Le processus de diagnostic
Le diagnostic d’autisme nécessite une évaluation complète par une équipe pluridisciplinaire : pédopsychiatre, psychologue, orthophoniste, psychomotricien.
Les étapes incluent :
- Entretiens avec les parents sur le développement de l’enfant
- Observations du comportement en situation naturelle
- Tests standardisés (ADOS, ADI-R)
- Bilans complémentaires (orthophonique, psychomoteur)
- Examens médicaux si nécessaire (génétique, neurologique)
Le diagnostic peut prendre plusieurs mois. C’est un moment difficile pour les parents, mais il ouvre l’accès aux prises en charge et aux aides.
Accompagnement et interventions pour les enfants autistes
Une fois le diagnostic posé, plusieurs types d’interventions existent selon le profil de l’enfant et le degré d’autisme.
Les thérapies comportementales
Les méthodes comme ABA (Applied Behavior Analysis), TEACCH ou Denver visent à développer les compétences de communication, d’autonomie et d’interactions sociales. Ces approches structurées donnent de bons résultats quand elles sont démarrées tôt.
L’accompagnement éducatif
Selon les besoins :
- Scolarisation ordinaire avec AESH (accompagnant d’élève en situation de handicap)

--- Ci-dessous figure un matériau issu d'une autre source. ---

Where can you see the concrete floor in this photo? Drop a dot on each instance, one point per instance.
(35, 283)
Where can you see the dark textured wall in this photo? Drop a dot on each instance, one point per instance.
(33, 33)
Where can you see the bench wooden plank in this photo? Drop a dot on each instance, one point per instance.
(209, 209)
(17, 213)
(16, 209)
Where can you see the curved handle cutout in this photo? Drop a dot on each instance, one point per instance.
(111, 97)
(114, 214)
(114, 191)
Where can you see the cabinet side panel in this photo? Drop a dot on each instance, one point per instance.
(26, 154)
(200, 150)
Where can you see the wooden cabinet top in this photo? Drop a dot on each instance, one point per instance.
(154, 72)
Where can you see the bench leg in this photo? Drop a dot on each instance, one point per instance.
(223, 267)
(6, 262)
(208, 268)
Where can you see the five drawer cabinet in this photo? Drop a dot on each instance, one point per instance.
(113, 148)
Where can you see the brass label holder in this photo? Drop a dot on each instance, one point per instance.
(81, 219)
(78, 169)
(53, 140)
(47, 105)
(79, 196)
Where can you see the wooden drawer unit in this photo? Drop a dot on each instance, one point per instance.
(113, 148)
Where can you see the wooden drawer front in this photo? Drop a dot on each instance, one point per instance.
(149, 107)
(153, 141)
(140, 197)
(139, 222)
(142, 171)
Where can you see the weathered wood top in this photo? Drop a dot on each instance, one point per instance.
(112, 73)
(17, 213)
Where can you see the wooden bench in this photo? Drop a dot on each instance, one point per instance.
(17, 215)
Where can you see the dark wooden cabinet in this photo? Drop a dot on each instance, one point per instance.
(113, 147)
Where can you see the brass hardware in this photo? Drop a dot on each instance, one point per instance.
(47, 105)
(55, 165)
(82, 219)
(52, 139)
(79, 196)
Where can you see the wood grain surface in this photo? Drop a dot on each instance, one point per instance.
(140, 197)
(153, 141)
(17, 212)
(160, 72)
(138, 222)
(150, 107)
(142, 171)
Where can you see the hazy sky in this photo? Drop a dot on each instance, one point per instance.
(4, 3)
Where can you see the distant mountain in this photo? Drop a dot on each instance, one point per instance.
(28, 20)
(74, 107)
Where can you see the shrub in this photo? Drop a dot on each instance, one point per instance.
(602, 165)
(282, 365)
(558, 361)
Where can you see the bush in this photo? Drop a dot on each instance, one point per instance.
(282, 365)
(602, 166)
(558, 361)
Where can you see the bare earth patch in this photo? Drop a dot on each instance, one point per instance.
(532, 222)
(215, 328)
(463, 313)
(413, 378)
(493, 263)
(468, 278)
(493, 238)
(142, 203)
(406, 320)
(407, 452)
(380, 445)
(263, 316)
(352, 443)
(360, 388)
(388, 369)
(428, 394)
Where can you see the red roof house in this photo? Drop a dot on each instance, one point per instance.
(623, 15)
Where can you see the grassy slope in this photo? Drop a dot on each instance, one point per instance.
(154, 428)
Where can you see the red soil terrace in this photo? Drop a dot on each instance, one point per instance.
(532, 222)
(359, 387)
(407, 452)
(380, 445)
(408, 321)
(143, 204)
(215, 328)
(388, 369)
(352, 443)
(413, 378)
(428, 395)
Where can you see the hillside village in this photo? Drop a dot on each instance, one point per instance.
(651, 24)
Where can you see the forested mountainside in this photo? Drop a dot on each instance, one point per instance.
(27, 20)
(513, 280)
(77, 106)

- Classe ULIS (unité localisée pour l’inclusion scolaire)
- IME (institut médico-éducatif) pour les enfants avec des besoins plus importants
L’objectif reste d’adapter l’environnement pour permettre à l’enfant de progresser à son rythme.
Les prises en charge paramédicales
Orthophonie, psychomotricité, ergothérapie complètent l’accompagnement éducatif. Ces séances travaillent sur des difficultés spécifiques (langage, coordination, intégration sensorielle).
TIP
N’hésite pas à rejoindre des groupes de parents d’enfants autistes. Échanger avec d’autres familles qui vivent la même chose aide énormément sur le plan émotionnel et pratique.
Ressources et soutien pour les parents
Plusieurs organismes peuvent t’accompagner :
Autisme Info Service : 0 800 71 40 40 (gratuit) Une plateforme d’écoute, d’information et d’orientation pour les familles.
MDPH (Maison Départementale des Personnes Handicapées) : Pour monter un dossier de reconnaissance du handicap et obtenir des aides (AEEH, PCH, orientation vers des structures adaptées).
Tu trouveras aussi sur le site Comprendre l’autisme des informations détaillées sur les critères diagnostiques et les différentes formes d’autisme.
Les centres de ressources autisme (CRA) de chaque région proposent des bilans diagnostiques et des formations pour les parents. Rapproche-toi de celui de ta région pour être guidée.
Comprendre les types et degrés d’autisme infantile te permet de mieux identifier les besoins de ton enfant et de mettre en place les soutiens adaptés. Chaque enfant autiste est unique, avec ses forces et ses difficultés. Un diagnostic précoce et un accompagnement personnalisé font toute la différence dans son développement et son épanouissement.